A colleague from school sent me a link to McCann Truth Central's global study on young people age 16 and 30. This is a follow up on an earlier study made in 2011 in which information about the lifestyle, behavior, attitude and culture of young people were collected to understand them for marketing and branding purposes. Using quantitative interviews and focus group discussions as methods to collect and gather data from eighteen countries including the Philippines, the 2017 report shows interesting findings and not so new information about millennials and the generation Z.
It turns out that millennials and the generation Z are concerned with three things, namely, finding the self, finding people (friends and a community to belong to), and finding one's place or niche in the world. Sounds familiar? We have heard these before and is considered by thinkers and philosophers, past and present as the enduring truths of human existence. Technology, especially social media, play a relevant role in their lives but the quest for these enduring truths remain the same in all age groups, demographics, even. What is remarkable in the study is that, the way young people of this age seek these truths is very much different from their predecessors.

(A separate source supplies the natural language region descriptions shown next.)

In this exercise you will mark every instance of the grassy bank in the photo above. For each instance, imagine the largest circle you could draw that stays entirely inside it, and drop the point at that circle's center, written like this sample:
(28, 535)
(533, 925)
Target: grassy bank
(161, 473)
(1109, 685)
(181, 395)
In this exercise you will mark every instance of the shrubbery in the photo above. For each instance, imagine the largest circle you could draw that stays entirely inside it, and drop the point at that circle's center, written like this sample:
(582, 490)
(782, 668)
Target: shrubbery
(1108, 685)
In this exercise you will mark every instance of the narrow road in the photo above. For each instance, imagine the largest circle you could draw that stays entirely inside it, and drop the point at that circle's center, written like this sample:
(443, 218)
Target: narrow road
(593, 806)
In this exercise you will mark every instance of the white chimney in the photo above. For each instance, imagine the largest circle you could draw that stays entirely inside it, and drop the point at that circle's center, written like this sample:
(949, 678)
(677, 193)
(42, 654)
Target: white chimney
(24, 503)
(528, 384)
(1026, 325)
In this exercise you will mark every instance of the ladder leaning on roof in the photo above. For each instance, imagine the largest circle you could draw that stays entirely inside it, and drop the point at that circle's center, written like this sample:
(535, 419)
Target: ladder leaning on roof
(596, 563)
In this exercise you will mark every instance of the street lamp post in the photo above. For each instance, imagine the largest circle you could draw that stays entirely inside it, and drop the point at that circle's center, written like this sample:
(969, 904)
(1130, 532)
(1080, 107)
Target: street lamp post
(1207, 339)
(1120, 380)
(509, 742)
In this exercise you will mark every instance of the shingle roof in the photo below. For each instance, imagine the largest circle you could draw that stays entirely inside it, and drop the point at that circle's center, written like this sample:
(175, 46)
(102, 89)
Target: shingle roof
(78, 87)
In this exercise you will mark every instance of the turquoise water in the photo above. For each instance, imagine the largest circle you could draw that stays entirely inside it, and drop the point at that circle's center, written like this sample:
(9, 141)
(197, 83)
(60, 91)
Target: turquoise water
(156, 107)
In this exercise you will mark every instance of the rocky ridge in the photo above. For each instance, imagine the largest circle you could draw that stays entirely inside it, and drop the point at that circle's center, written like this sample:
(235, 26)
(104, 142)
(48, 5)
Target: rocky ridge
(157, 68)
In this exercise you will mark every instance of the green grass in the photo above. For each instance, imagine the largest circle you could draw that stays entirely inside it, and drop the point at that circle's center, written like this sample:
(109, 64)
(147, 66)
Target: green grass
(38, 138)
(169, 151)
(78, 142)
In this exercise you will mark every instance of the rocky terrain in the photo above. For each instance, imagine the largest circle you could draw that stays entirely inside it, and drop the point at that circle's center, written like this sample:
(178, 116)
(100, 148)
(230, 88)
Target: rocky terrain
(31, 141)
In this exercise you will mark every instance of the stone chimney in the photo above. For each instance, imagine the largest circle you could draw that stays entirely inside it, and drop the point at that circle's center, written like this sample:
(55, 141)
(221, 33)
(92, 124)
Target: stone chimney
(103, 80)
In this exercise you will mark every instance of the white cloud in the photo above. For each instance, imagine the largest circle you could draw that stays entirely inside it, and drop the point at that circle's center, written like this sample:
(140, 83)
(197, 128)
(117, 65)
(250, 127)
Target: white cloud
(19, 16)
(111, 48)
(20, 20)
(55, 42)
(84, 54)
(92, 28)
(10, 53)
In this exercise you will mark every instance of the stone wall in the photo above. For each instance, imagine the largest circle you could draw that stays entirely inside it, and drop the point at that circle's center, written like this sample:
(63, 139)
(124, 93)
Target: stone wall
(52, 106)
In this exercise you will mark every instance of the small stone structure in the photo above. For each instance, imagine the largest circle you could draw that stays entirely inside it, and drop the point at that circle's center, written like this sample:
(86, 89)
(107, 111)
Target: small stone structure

This prompts marketers and branding agents to ask different questions to fully sell or promote an idea. McCann identifies four questions that revolve around the three enduring truths.
1. What is the truth at the heart of a brand (Finding the self)
2. Who are our people (Finding people)
3. What is your meaningful role in the lives of young people (Finding your place in the world)
4. How and where do we earn that role?
How can I use this information in my work in the high school library? I ask my own questions too, as response.
1. What is my role in the lives of young people who seek these truths?
2. As they seek their truths, how can the library and my expertise assist or help them find their truths?
3. How do library services and programs aid them in their search for identity, belongingness, acceptance and accomplishments?
Technology is a game changer, indeed. But let us not forget that there are things in this world that never really change.